Before John can reply, the door to the hallway opens and ROGER strides in. Roger is a small cockney with a big voice.
ROGER: You cant, John! You facking cant! Where’s the Priestley
JOHN: What…what’s up. Roger?
ROGER: What’s facking up? Your number’s up, that’s what. I’ll tell you
where the Priestley cheque is. In the bank, that’s where. Belly up.
And ten grand of my money is winging it’s way to Gran Canaria,
(Sees Madeleine for the first time)
Sexy. You putting on or taking off?
JOHN: Well, I guess he’ll have cashed it by now.
MAD: How did you?….the door was…
ROGER: (hands her a key) Fifty percent of burglars let themselves in.
(looks her over) I know those legs.
MAD: Well…I’ve had them all my life.
ROGER: (wagging his finger) Nah, nah…They’re familiar. I’m
not much good at faces but I never forget a leg…
(turns to John) ‘Course he’s cashed it you cretin. But he
wasn’t supposed to, was he? Put it on hold till I get back,
I said. And what do I find? Facking cashed…
JOHN: I don’t recall…
ROGER: You don’t recall. (he goes to the phone and picks up the
answering machine, then throws it on the settee) Do you
recall what this is? I spend good money installing it and
you don’t even listen to it.
JOHN: There wasn’t any message…was there Mad?…
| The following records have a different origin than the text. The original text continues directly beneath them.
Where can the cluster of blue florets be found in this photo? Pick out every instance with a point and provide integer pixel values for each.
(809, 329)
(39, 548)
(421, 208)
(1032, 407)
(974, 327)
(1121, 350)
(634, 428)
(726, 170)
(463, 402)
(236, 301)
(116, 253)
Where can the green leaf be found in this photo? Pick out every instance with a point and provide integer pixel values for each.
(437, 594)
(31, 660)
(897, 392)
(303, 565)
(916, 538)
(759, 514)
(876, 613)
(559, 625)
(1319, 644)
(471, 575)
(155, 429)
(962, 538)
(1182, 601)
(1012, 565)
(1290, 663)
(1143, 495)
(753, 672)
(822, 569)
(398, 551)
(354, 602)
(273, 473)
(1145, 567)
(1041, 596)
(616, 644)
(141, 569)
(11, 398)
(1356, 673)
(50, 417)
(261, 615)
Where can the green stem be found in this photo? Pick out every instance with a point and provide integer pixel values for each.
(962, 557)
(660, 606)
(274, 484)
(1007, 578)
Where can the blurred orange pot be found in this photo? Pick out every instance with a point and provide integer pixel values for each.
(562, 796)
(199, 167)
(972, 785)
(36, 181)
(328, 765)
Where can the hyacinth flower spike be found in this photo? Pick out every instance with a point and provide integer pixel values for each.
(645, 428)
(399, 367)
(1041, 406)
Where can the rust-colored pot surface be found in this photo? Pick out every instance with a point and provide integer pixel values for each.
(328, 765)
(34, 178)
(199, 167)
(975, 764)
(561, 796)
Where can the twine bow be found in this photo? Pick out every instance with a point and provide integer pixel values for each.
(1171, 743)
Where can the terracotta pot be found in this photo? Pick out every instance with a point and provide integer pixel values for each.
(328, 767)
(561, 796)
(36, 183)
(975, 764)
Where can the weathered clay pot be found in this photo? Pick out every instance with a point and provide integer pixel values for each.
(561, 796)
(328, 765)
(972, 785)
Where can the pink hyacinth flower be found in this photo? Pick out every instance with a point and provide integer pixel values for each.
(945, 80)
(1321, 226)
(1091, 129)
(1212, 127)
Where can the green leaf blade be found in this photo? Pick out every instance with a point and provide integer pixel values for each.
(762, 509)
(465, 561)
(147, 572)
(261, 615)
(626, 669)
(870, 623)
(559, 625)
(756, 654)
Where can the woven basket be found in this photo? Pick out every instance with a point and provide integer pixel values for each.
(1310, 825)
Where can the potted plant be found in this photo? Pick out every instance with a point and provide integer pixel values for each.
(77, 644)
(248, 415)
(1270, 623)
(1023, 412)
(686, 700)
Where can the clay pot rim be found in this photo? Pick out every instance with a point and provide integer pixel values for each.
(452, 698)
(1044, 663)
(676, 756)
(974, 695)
ROGER: You’re havin’ a laugh. I listened to your poxy voice myself
telling me you wasn’t there, before I left the message.
You must’a got it.
JOHN: I didn’t. I swear.
ROGER: You’ve cost me ten grand. Ten facking grand. You’re
losing it, John. (To Maddy) Isn’t he losing it?
MAD: Seems to me you’re the one whose lost it.
ROGER: Oh, that’s sharp. She’s sharp tonight, John. Tell you
what, because she’s brought a smile to my old boat-race,
I’m going to reduce your debt by half. You now only owe
me five grand.
MAD: Now you’re the one having a laugh.
ROGER: I never joke about my money.
JOHN: I…can’t pay you five thousand. I don’t have it.
MAD: John! Tell him go fuck himself!
ROGER: Difficult thing to do – unless you got a dong
that goes round corners.
MAD: Fuck you, buster! (she goes to the sideboard and pours
herself a drink. The bottle is empty now, so she puts
it in the bin)
ROGER: I’m not an unreasonable man. You can pay it off at…
say a ton a week.
MAD: You’ll never make the Comedy Store with material
ROGER: Well, John?
JOHN: No. Roger’s right. I should have checked the machine
ROGER: See. I knew we could settle things amicably.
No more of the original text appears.